Susan. Of course, Matthew wasn't writing in Puritan English, but in Emily Dickinson's time, "saints" were those who belonged to the church - professed believers, and it's often capitalized, but Matthew might not have meant that - it's hard to know.

[A lengthy discussion of church history ensues]

Greg.
The Sun, as common, went abroad,
The flowers, accustomed, blew,
As if no soul the solstice passed
That maketh all things new -

That comes from Revelation 21 verses 4 and 5.

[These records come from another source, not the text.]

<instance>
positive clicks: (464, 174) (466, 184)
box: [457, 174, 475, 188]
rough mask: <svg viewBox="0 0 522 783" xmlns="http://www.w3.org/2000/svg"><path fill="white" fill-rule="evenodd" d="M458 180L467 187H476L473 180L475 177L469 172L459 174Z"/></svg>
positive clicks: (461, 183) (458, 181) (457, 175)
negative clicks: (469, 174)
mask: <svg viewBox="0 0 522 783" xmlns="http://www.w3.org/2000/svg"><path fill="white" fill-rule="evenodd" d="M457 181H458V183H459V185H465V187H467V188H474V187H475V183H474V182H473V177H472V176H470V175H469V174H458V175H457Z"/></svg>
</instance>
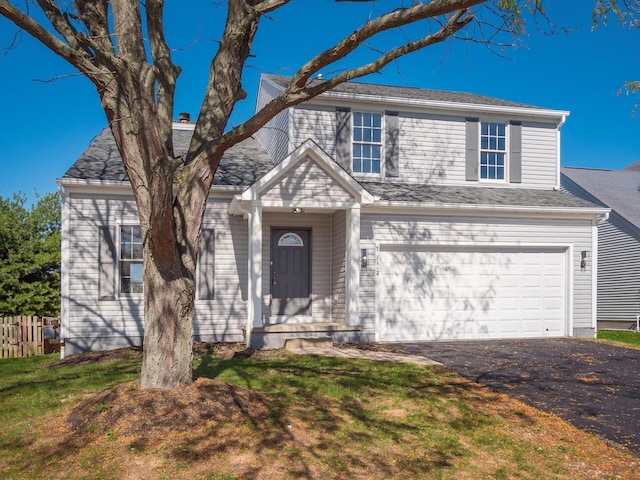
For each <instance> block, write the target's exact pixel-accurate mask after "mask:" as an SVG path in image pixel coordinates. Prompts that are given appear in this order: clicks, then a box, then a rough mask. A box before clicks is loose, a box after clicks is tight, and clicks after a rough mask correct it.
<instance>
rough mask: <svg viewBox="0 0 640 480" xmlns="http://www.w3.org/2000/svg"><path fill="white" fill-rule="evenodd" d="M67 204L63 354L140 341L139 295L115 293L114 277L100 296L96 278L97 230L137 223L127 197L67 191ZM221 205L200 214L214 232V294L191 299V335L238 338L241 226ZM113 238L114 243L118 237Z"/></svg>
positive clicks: (133, 207)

“And God shall wipe away all tears from their eyes; and there shall be no more death, neither sorrow, nor crying, neither shall there be any more pain: for the former things are passed away. And he that sat upon the throne said, Behold, I make all things new. And he said unto me, Write: for these words are true and faithful. “

So remember, this is John writing, and the He is Jesus, telling him what to write. But, she doesn't say "make," she says "maketh." Maybe she needed the syllable, but she might easily have heard it spoken that way popularly.
            I have to admit, when I first came to Amherst in 2008, I had to post on the EDIS website asking what The Wardrobe - of our Lord is. What is it? Speaking is a needless as The Wardrobe - of our Lord is at a sacrament - something that you don't need at a sacrament. Could it be the body of Christ? He's present in spirit, the physical body isn't necessary. Here, from first Corinthians:

“It is sown a natural body; it is raised a spiritual body. There is a natural body, and there is a spiritual body”
- I Corinthians 15:44


Then from two Corinthians ... I thought that would get a laugh; that's Trump's version of second Corinthians. [laughter]

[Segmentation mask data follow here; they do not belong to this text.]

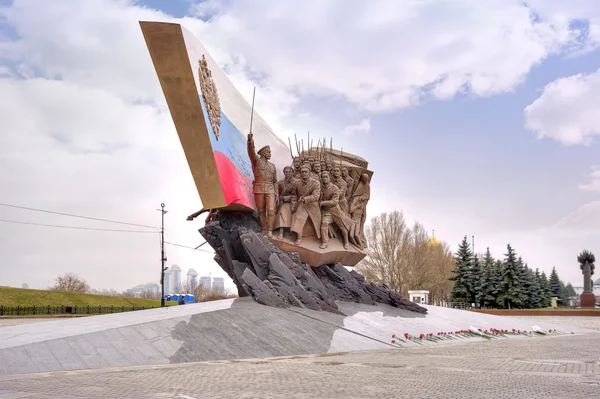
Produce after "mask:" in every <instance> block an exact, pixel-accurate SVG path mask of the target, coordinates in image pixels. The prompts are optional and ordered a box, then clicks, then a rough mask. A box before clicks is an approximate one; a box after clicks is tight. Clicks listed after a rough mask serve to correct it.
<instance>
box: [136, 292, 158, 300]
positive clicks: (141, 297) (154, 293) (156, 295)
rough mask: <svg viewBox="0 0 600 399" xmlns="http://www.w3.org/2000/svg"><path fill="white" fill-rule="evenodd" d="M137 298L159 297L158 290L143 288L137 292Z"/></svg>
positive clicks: (152, 298)
mask: <svg viewBox="0 0 600 399" xmlns="http://www.w3.org/2000/svg"><path fill="white" fill-rule="evenodd" d="M138 298H144V299H160V292H157V291H152V290H143V291H142V292H140V293H139V294H138Z"/></svg>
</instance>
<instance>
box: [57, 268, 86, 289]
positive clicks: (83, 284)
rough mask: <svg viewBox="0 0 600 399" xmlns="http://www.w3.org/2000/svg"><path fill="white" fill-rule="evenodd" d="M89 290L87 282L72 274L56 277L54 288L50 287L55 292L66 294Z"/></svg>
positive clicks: (66, 274)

“For we know that if our earthly house of this tabernacle were dissolved, we have a building of God, an house not made with hands, eternal in the heavens. For in this we groan, earnestly desiring to be clothed upon with our house which is from heaven”              - 2 Corinthians 5:1-2

A familiar metaphor, I think. Here, from Longfellow

Take them, O Grave! and let them lie
Folded upon thy narrow shelves,
As garments by the soul laid by,
And precious only to ourselves!
            - Henry Wadsworth Longfellow, Suspiria

Then we have Dickinson again.

Perhaps they do not go so far
As we who stay, suppose --
Perhaps come closer, for the lapse
Of their corporeal clothes –
- J1399/ Fr1455/M608

Each was to each The Sealed Church. She wrote to Suzie once, something like "don't go to Church Suzie, come to our church," as if they were church to each other. And Supper of the Lamb? Revelation again.

“And he saith unto me, Write, Blessed are they which are called unto the marriage supper of the Lamb. And he saith unto me, These are the true sayings of God.” – Revelation 19:9







[1] Sir Thomas Browne, Religio Medici Part 2 (Cambridge, Great Britain: The University Press 1963), 73 – 74.